Check out Eliot Spitzer´s latest column for, published today. In it he briefly outlines a problem with the Federal Reserve Bank of New York: its lack of independence from Wall Street and the absence of representatives of "the public" on its board. The column mostly focuses on the board´s structural problems, but at the end Spitzer rattles off a list of alternative potential board members whose participation could improve the New York Fed´s impartiality.

First on the list is John Bogle, the founder of Vanguard Group, the mutual fund company. Bogle is retired and has maintained a reputation for judiciousness and patience.
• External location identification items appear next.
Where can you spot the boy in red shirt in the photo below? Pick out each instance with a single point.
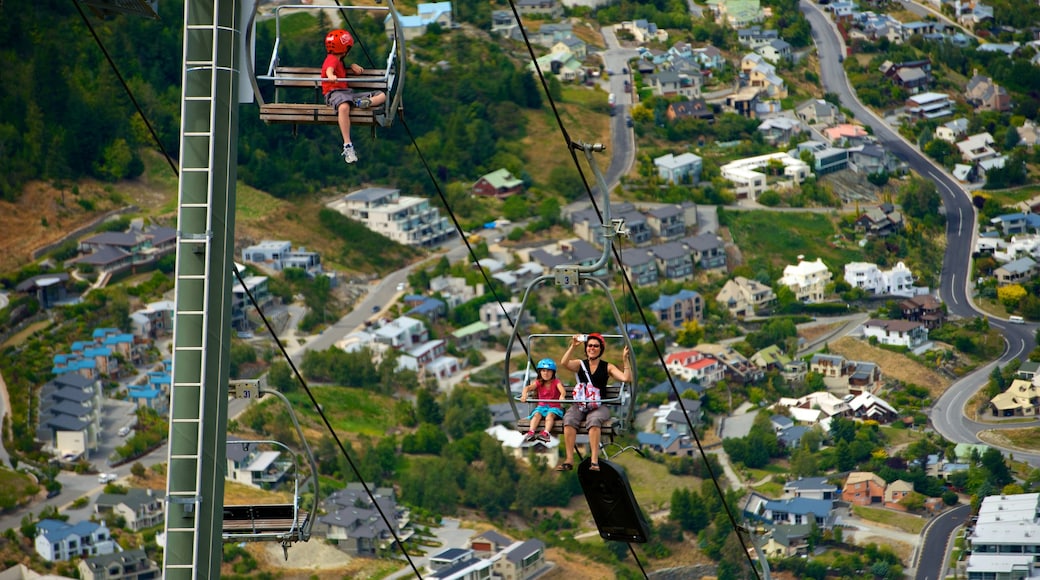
(337, 95)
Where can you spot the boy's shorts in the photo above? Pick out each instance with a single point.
(545, 411)
(337, 98)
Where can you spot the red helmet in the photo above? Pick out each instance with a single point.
(599, 337)
(339, 42)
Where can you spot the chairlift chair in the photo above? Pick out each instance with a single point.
(619, 397)
(297, 88)
(285, 523)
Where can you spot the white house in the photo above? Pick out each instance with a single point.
(898, 333)
(403, 218)
(749, 182)
(807, 280)
(58, 541)
(898, 281)
(679, 168)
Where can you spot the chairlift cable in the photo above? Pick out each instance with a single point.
(263, 317)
He now writes for his own Bogle Financial Markets Research Center. Also named were Barbara Roper, an official at the Consumer Federation of America; two former Securities and Exchange Commissioners, Harvey Goldschmid and Arthur Levitt; and Joseph Stiglitz, the Columbia University economics professor.

Spitzer is clearly looking for a more academic Fed system by pushing for a learned, analytical bunch. It´s a nice idea, and it makes sense: Get some theoreticians-who may or may not have market experience-to weigh in alongside the big Wall Street bankers.

Spitzer mentions that more than one of the New York Fed board seats is vacant right now. A new wave of appointments could and should take place immediately. If there aren´t some fresh faces among the crowd, it will be worth looking at even more drastic ways to revamp the system.